There is the conventional argument that Britain forced the Mahatma into a corner by not acceding to his demand for full independence for India as a price for Indian (and Congress’) commitment to the Allied cause in World War II. Yet, was it realistic to expect such a concession in the midst of a titanic struggle against the Nazis and the Axis powers, a conflict that had seen even London bombed by the Luftwaffe during the Battle of Britain just two summers earlier, in 1940.
To agree to the Congress’ demand at such a stage would have appeared to be a sign of weakness and a loss of nerve for the British government. It had a domestic constituency (back home in Britain) to answer to, and that was obviously going to take (at least temporary) precedence over the moral imperative and feasibility of holding on to India.

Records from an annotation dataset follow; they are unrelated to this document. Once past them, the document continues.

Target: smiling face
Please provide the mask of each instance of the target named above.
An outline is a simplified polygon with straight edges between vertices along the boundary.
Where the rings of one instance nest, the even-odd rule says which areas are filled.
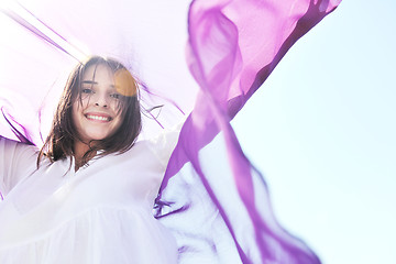
[[[80,141],[89,143],[92,140],[103,140],[120,128],[120,99],[110,67],[96,64],[85,70],[72,113]]]

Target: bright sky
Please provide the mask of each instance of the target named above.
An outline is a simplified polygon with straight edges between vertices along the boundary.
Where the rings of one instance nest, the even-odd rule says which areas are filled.
[[[324,264],[396,263],[395,14],[344,0],[233,121],[280,223]]]
[[[280,223],[324,264],[396,263],[395,13],[341,2],[233,122]]]

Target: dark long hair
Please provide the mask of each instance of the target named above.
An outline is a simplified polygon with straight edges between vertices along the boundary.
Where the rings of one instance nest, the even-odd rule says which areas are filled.
[[[130,72],[116,59],[92,56],[85,63],[78,64],[69,75],[54,116],[52,129],[40,151],[37,167],[43,157],[47,157],[51,163],[54,163],[74,155],[74,145],[79,138],[73,123],[73,103],[78,99],[81,100],[81,79],[85,70],[89,66],[101,64],[108,66],[114,75],[120,72],[127,73],[130,76],[130,78],[127,78],[128,81],[133,82],[129,85],[134,87],[134,91],[127,92],[120,98],[119,111],[121,111],[122,117],[120,128],[103,140],[89,142],[89,151],[82,156],[81,164],[86,164],[89,161],[88,157],[99,150],[102,151],[100,156],[105,156],[111,153],[124,153],[133,146],[142,130],[138,82]]]

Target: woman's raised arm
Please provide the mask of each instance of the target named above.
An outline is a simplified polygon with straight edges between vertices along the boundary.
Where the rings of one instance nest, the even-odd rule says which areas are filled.
[[[34,172],[37,148],[0,136],[0,193],[4,197],[22,178]]]

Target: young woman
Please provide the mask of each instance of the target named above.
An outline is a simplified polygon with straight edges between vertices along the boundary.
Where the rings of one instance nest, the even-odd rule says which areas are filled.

Nevertheless the Mahatma persisted. Cautionary voices like those of C. Rajagopalachari, who opposed the Quit India Movement, were ignored. The Muslim League, whether by conviction or in pragmatism, saw its chance and stayed out of the Congress-led protests. It won the colonial government’s gratitude, and found a sympathetic ear for its still out-of-the-blue idea of a separate country.
Much more than that the Quit India Movement convinced crucial sections in Britain that India and the Congress were not going to be reliable in the eventuality of independence. The ramifications were not limited to Partition. As such, one day, maybe even today, India needs to have an honest conversation with itself about the Quit India Movement: the folly of ’42.